The SEC has launched an “informal inquiry” into the private equity industry. What a shock. It must be nice to have government agencies with subpoena power to conduct oppo research. (Couldn’t the NYT find a more menacing picture of Henry Kravis?)

No economic data today.  I am very interested to see the minutes of the FOMC meeting on Wednesday.

Morning Report

Vital Statistics:

Last Change Percent
S&P Futures 1347.8 0.8 0.06%
Eurostoxx Index 2535.2 22.2 0.88%
Oil (WTI) 99.73 1.0 1.03%
LIBOR 0.51 -0.003 -0.63%
US Dollar Index (DXY) 78.556 -0.182 -0.23%
10 Year Govt Bond Yield 2.04% 0.06%

Markets are up slightly on a better than expected initial jobless report. Initial Jobless claims were 358k last week versus 370k expected.  The ECB maintained rates and Draghi sounded bearish tones regarding the European economy.  Headlines are coming across right now that claim Greek leaders have agreed on an austerity package.
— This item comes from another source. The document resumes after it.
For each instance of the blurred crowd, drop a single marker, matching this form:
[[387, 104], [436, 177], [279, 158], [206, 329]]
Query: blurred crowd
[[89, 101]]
Bloomberg is reporting (on the pay site, not the free site) that the price of Bakken shale oil has fallen out of bed (down 25%) in the last week.  There are no futures contracts on Bakken so it can’t be traded, but it demonstrates how volatile oil can be.  The reason seems to be a lack of demand from the refineries, so the oil is backing up with nowhere to put it. Refineries are probably changing over from heating oil production to gasoline production right about now.  I plotted the prices of Brent, WTI, and Bakken oil over the past year so you can see the volatility.

It looks like we have a settlement with the banks and the state AG’s over foreclosures.  $26 billion from 5 banks.  $20 billion is to be used to cut principal balances and to refi current, but underwater, homeowners.  So, of the AGs and the banks, who won?  Both.  The AGs get their scalp, and the banks will be able to count losses already taken towards the settlement. (You owe $100 on your $70 home.  I’ll be a nice guy and cut your principal to $90.  Of course, I probably am already carrying the loan at 90 on my books anyway).  On the refis, the banks will be simply cutting the interest rate on a $100 loan, which stays marked at $100. So no write downs there either.  My guess is this will be earnings-neutral near term and may cause analysts to take down next year’s numbers a little. But that’s it.  So you might want to resist the urge to take some SKFs (Proshares Ultrashort Financial ETF) on the open.

Will it help support the housing market?  Maybe at the margin.  It is no silver bullet – consider my example above – will the homeowner who now owes $90 instead of $100 go out and spend more money?  Probably not. Plus a chunk of this is simply a direct transfer from the government to borrowers since Ally Bank (the old GMAC) is owned by the government.